I finished the book by Saturday evening. It’s both very good and somewhat mediocre. The last first: the writing is sometimes clunky and labored. You can feel Rowling’s fatigue as she ploughs her way through the last volume of her magnum opus. “Must get plot point out. Must move story forward.” Some chapters drag.

Having said that, though, I forgive her. As Meghan Cox Gurdon says in her excellent WSJ review, Rowling pulls it off, tying together every loose end in a most satisfactory way:

The answer (with a friendly, we’ll-talk-about-it-later nod to the critics who doubt the literary merits of the series) is that Ms. Rowling does indeed pull it off, and beautifully. Hints and clues and partly developed plot lines from the preceding books come together in “Deathly Hallows” so successfully that it is clear, as fans hoped, that Ms. Rowling always knew where Harry’s story would end. She has said that the idea of the Harry Potter epic simply fell into her head one day; “Harry Potter and the Deathly Hallows” confirms how amazingly complete her vision was.

Ms. Gurdon also points out that the Harry Potter books, in keeping with the Narnia and Ring books that clearly inspired them, are Christian in their message:

It has been widely observed that J.K. Rowling owes a creative debt to Christian fantasists J.R.R. Tolkien and C.S. Lewis (apart from their fondness for initials). It’s odd now to remember that, at the same time, some parents have objected to the magic depicted in the Harry Potter books as a glorification of satanic practices. For “Harry Potter and the Deathly Hallows” confirms something else apart from the well-thought-out-ness of Ms. Rowling’s moral universe: It is subtly but unmistakably Christian.
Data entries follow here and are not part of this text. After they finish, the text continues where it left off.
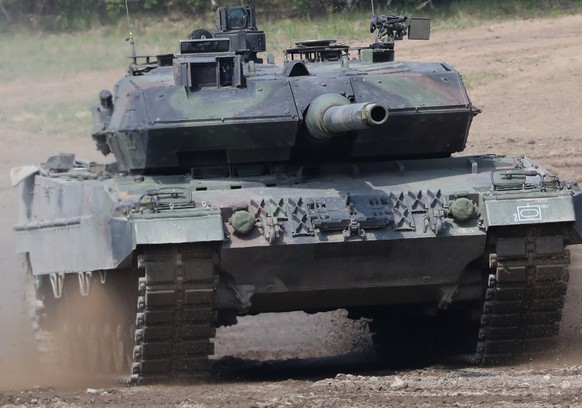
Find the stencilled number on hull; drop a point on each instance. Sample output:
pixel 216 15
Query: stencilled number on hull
pixel 527 213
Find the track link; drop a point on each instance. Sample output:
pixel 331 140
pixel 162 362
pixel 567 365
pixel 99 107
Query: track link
pixel 175 323
pixel 524 297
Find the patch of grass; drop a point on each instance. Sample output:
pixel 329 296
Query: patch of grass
pixel 71 117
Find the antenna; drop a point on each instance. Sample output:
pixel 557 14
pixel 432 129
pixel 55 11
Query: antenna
pixel 130 39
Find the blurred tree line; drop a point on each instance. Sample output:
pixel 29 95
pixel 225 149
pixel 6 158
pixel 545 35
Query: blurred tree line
pixel 80 14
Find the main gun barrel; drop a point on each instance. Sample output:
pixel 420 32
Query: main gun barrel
pixel 330 115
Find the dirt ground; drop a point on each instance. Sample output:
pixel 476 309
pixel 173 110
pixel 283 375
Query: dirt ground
pixel 525 75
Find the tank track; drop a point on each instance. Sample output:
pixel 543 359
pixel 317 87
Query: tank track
pixel 524 297
pixel 105 337
pixel 175 321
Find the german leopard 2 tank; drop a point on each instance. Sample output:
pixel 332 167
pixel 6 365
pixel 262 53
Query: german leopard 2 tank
pixel 240 187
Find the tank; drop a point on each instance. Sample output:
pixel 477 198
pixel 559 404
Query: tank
pixel 334 181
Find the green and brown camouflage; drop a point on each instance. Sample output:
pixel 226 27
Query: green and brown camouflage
pixel 240 187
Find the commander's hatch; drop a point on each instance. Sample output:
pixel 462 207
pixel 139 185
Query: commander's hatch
pixel 207 63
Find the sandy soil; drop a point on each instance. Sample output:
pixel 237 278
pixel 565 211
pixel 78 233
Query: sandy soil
pixel 527 78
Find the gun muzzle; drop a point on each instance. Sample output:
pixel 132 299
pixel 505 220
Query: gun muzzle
pixel 330 115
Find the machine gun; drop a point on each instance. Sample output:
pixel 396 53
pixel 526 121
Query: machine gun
pixel 391 27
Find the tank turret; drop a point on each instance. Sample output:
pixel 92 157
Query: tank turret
pixel 216 104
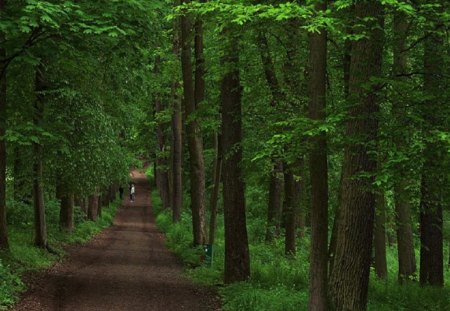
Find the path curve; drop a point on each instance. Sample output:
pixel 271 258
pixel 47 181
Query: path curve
pixel 126 268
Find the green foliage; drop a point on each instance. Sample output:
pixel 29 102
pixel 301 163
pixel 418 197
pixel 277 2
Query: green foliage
pixel 24 257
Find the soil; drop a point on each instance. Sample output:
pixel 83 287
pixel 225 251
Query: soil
pixel 127 267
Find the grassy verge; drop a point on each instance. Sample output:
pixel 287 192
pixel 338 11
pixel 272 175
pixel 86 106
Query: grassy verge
pixel 23 257
pixel 279 283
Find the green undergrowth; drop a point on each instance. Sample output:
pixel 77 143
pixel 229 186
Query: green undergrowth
pixel 279 283
pixel 24 257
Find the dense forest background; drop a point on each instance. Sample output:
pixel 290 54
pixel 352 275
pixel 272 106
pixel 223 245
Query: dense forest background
pixel 307 141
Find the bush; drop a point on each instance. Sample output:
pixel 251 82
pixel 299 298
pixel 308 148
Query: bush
pixel 24 257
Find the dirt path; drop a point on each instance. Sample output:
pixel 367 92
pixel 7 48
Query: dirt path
pixel 125 268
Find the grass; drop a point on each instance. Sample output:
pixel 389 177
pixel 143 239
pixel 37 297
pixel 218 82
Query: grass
pixel 23 257
pixel 281 284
The principal Hogwarts holidays have always been Christmas and Easter, but it took five books before Ms. Rowling really began tipping her hand. In Book Six, “Harry Potter and the Half-Blood Prince,” she addressed concepts of free will, the power of love, and the sanctity of the soul. But in the final volume she gently lays it all out. The preciousness of each human life; bodily resurrection after death; mercy, forgiveness and redemption; sacrificial love overcoming the powers of evil–strip away the elves, goblins, broomsticks and magic wands and these are the concepts that underpin the marvelously intricate world of Harry Potter.

There are clues throughout. At one point, Harry is led to a weapon that will enable him to destroy the Horcruxes when he finds them: “The ice reflected his distorted shadow and the beam of wandlight, but deep below the thick, misty gray carapace, something else glinted. A great silver cross . . .”
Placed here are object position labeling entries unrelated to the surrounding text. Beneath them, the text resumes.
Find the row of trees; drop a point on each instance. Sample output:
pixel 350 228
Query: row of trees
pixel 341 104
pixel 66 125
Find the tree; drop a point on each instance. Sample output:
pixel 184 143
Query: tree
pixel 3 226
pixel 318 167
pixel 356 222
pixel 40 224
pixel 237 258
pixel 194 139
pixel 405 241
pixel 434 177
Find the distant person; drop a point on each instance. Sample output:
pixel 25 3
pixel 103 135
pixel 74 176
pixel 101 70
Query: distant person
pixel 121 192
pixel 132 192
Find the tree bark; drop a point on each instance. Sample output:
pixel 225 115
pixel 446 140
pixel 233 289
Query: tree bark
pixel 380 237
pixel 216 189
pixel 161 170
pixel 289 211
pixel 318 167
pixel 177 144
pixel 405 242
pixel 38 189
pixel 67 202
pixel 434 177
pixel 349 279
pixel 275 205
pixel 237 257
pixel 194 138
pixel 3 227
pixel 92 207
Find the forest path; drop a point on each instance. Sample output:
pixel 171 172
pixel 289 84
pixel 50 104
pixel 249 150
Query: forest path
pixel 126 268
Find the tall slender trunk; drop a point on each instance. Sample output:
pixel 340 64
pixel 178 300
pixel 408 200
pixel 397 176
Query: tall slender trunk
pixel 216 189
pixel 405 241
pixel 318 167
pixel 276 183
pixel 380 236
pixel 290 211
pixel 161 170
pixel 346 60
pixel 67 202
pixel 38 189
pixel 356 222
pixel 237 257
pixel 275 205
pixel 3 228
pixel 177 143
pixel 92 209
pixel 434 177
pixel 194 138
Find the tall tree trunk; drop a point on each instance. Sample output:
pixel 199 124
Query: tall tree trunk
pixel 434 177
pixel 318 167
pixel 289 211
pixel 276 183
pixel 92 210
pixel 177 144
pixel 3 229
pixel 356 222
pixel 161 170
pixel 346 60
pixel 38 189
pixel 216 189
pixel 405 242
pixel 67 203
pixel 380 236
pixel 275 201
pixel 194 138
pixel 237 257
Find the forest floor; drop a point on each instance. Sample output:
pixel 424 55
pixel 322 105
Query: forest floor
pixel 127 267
Two unattributed New Testament quotations recur in the story after Harry sees each on a tombstone in the village where he was born and his mother and father died. He discovers on the Dumbledore family tomb “Where your treasure is, there will your heart be also,” from Matthew. And on the grave of his own parents, he finds this, from I Corinthians: “The last enemy that shall be destroyed is death.” On seeing it, Harry feels momentary horror: Does it imply a link between his parents and Voldemort’s followers? Hermione gently sets him straight: “It doesn’t mean defeating death in the way the Death Eaters mean it, Harry. It means . . . you know . . . living beyond death. Living after death.”

There’s even more Christian  imagery, but I suggest you read the book yourself to  find out  what it is.  I’ll go back to my old point that these conservative Judeo-Christian themes still resonate in our Western culture and trump so much of the pap that’s out there.